She’s still the boss.
Mayor Zohran Mamdani was forced to clarify Monday that NYPD Commissioner Jessica Tisch still directly reports to him — after an executive order he signed sparked confusion and rumors that the city’s top cop had effectively been demoted.
The downgrade chatter erupted after Mamdani, in the order issued on his first day as mayor, gave his first deputy Dean Fuleihan the authority to supervise the NYPD.
Many City Hall watchers, including some reporters, interpreted the order as knocking Tisch several pegs down the administration’s totem pole — prompting Mamdani to clarify that nothing had changed.
“My police commissioner will continue to report directly to me,” he said at a unrelated news conference.
The executive order that Mamdani signed on New Year’s Day put the NYPD under the first deputy mayor’s portfolio in terms of nitty-gritty governance.

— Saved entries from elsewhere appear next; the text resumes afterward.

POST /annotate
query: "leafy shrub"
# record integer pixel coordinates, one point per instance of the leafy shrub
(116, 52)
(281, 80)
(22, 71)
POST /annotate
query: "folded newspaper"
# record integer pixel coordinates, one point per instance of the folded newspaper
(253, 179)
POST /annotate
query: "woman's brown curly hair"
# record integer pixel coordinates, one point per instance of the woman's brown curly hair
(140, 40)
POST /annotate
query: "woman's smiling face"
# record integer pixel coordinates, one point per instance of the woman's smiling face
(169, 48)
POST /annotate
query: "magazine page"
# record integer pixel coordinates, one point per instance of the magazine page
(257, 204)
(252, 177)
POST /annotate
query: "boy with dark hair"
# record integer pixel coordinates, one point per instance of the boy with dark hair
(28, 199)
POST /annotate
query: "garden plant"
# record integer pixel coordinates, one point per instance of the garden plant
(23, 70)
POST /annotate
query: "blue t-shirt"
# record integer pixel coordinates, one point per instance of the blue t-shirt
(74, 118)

Recent previous mayors had typically done that until Mayor Eric Adams broke with the practice and put the top cop under the purview of his first deputy mayor for public safety, a position that had been dormant since the 1990s.
Phil Banks, who held the first deputy mayor for public safety post under Adams, faced accusations of meddling with the NYPD and eventually resigned amid a sprawling federal corruption probe.
While Mamdani’s executive order did little more than restore the police commissioner to the first deputy mayor’s bureaucratic purview, some construed it as a wholesale shakeup that threatened the NYPD itself.
Other rumors began to spread that Mamdani had stopped receiving daily intelligence briefings from the NYPD commissioner.
The swirling fears prompted the National Jewish Advocacy Center — which also had raised alarms about Mamdani revoking Adams’ executive orders on antisemitism — to send a pointed letter to the new mayor.
Tisch has widely been seen as a potential moderating force within the democratic socialist Mamdani’s administration. The pair have acknowledged differences on policies, including those related to Israel.
Mamdani, when asked about the change, stressed that being supervised on a day-to-day basis by the first deputy mayor is different than ultimately reporting to mayor.
“My police commissioner, just like my schools chancellor, will report directly to me,” he said.
“The executive order is in terms of the question of coordination. This is about the daily minutiae of coordination.”